Questa differenza di versioni non è trascurabile perché sarebbe decisiva per individuare il reato di cui Passeri potrebbe essere colpevole. Al momento non è chiaro quale quantitativo di stupefacenti possedesse nell’albergo sul Mar Rosso.

Imbarazzo diplomatico

Il caso è complicato ma la mancata assistenza legale e le condizioni denunciate nelle lettere dal giovane pescarese sono sufficienti a creare un nuovo imbarazzo diplomatico tra l’Italia e l’Egitto. Completamente diverso dal caso Zaki o Regeni ma con un filo in comune: le condizioni disumane, e documentate dai report delle organizzazioni internazionali, a cui vengono sottoposti tutti i detenuti in Egitto.

Proprio nel carcere di Badr, lo scorso aprile, è morto un prigioniero politico. Si chiamava Mohamed Mahmud Jad, aveva 62 anni. È stato colpito da un infarto dopo che gli erano state negate le cure per le sue patologie cardiache. Lo scorso 17 luglio, il sottosegretario agli Affari esteri, Giorgio Silli, ha provato a rassicurare la famiglia Passeri: rispondendo a un’interrogazione parlamentare del deputato di Avs Marco Grimaldi, ha affermato che «il 31 enne italiano stava bene e che non aveva riferito di aver subito violenze o trattamenti degradanti in carcere».

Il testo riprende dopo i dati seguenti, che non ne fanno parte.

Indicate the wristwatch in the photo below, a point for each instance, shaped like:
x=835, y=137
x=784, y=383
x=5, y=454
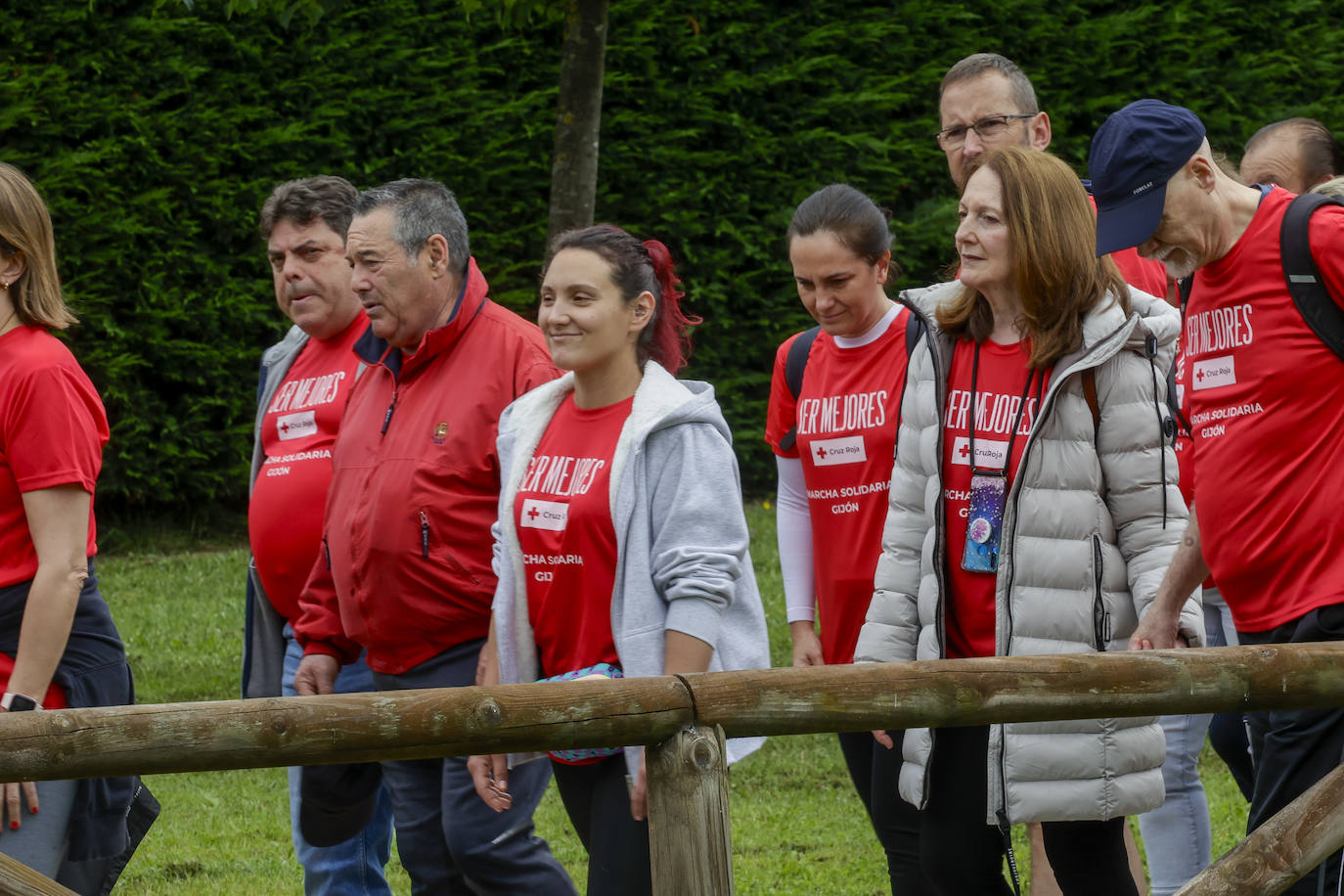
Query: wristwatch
x=15, y=701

A livello diplomatico, l’epilogo del caso Zaki, conclusosi lo scorso anno con la grazia presidenziale, era stato rivendicato come un successo dal governo italiano. Il caso Regeni resta sullo sfondo – l’Egitto ha continuato a non fornire alcuna collaborazione nel processo in corso a Roma – e i rapporti tra Italia e Egitto restano ottimi. Lo scorso marzo, l’Unione europea e l’Egitto hanno firmato una nuova partnership dal valore di 7,4 miliardi di euro per lo sviluppo di politiche energetiche, agricole e per bloccare i flussi migratori.

Un programma fortemente voluto dalla presidente del Consiglio italiana Giorgia Meloni che, a sua volta, ha firmato con il Cairo 10 accordi bilaterali. È in questo contesto che si decide il destino giudiziario di Passeri. «Sino a ora il console italiano lo ha incontrato 6 volte, ora io avrò la possibilità di visitarlo una volta al mese», spiega Shaaban. «Attendo le motivazioni della sentenza per poter formulare una difesa appropriata e provare a riportarlo a casa».